You’re making me think of a recent impact investing report from a major investment bank. It covers billions of dollars of impact investing, has all manner of survey data from institutional investors about their social and environmental concerns, about the allocation of capital and return objectives and metrics, but does not mention a single individual transaction. It is all about large, aggregated pools of capital, sliced and diced analytically in various ways. But you can’t tell where the money is going in terms of specific investments.

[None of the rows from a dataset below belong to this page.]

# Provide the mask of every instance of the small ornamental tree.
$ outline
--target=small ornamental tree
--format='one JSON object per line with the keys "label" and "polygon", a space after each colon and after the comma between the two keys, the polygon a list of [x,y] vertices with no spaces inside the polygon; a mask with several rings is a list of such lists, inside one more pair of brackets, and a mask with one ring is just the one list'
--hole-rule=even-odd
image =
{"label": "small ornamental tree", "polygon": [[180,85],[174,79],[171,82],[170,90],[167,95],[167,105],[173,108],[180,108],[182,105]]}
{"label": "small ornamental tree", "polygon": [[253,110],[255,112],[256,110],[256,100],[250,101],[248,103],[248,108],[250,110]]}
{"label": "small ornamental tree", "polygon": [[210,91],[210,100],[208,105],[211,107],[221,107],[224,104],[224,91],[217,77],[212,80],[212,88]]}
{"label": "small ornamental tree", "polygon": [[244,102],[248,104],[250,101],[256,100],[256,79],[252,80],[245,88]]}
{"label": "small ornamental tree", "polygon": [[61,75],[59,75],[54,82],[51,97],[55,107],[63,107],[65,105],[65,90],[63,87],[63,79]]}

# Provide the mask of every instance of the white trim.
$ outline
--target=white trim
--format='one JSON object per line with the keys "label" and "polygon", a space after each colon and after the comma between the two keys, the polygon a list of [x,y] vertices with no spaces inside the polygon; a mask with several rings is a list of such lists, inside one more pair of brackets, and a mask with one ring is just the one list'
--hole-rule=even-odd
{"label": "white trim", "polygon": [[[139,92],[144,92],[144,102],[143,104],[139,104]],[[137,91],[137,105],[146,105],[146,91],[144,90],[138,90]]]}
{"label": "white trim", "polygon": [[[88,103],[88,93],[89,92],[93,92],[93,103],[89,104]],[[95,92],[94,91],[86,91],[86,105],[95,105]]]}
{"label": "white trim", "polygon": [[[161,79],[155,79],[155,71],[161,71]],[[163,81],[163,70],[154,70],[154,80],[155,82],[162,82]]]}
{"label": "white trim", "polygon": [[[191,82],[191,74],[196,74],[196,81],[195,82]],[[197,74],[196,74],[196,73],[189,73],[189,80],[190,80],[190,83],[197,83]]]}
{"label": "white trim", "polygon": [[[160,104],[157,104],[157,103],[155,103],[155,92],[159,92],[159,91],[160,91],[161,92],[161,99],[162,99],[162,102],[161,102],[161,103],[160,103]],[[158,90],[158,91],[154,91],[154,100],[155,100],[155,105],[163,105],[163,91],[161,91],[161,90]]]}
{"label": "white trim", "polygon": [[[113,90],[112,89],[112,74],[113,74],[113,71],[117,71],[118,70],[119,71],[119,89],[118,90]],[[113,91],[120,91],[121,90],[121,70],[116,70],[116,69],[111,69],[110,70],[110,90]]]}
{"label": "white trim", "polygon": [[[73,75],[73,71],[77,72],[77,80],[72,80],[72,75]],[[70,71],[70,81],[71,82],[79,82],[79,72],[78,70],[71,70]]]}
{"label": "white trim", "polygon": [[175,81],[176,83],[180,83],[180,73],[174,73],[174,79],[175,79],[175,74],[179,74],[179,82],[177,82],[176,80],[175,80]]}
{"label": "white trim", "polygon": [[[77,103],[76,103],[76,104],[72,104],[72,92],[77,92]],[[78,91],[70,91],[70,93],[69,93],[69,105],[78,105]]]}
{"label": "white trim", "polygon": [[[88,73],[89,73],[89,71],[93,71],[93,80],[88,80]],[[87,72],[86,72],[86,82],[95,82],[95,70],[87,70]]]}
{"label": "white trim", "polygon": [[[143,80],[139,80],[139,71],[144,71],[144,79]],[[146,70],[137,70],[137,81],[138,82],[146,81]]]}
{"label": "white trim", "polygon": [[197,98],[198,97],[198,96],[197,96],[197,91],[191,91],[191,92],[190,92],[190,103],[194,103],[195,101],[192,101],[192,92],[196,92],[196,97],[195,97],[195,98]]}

That’s why at RSF we do not think of trying to be a leader in the impact-investment industry. The impact-investing industry is mimicking the structure and presentation of institutional finance—the culture of Wall Street. So, what we do, to counter this, is to bring investors and social enterprises as close together as possible. When this is accomplished, investors and entrepreneurs can experience a visceral sense of how we are all connected. When you experience where your money is going and, as an entrepreneur, where your money is coming from, we find that, pretty much every time, it nurtures a spirit of generosity.

That reminds me of the words of a woman from Ashland, Oregon who said, a few years ago, after a half-day public Slow Money discussion, “The innate value of this kind of investing is so obvious to me that I don’t care how much money I make.” Innate value—a truly beautiful way of expressing it, since the word innate has connotations of the natural and the intuitive. This is a way of getting at the visceral sense of connection that you are talking about. It happens when people are in direct relationship to one another and to the places and the soil where they live. And, being the devotee of Wendell Berry that I know you to be, this is where we should throw in the word affection.

Yes, affection. There isn’t much of it when the workout team of a bank gets down to business, getting whatever financial value they can out of a troubled loan. RSF doesn’t have a workout team. We have a work-through team. We can be more patient, more flexible, and can work toward an effective resolution in situations where commercial banks just cannot. Is this generosity? Or affection? Is it simply a matter of working at a smaller, more-human scale? These are all great ways to think about what we are doing.

Common Market

A mission-driven distributor of local foods to the Mid-Atlantic region, Common Market has grown rapidly through integrated capital financing from RSF. Featured are cofounders Haile Johnston and Tatiana Garcia-Granados.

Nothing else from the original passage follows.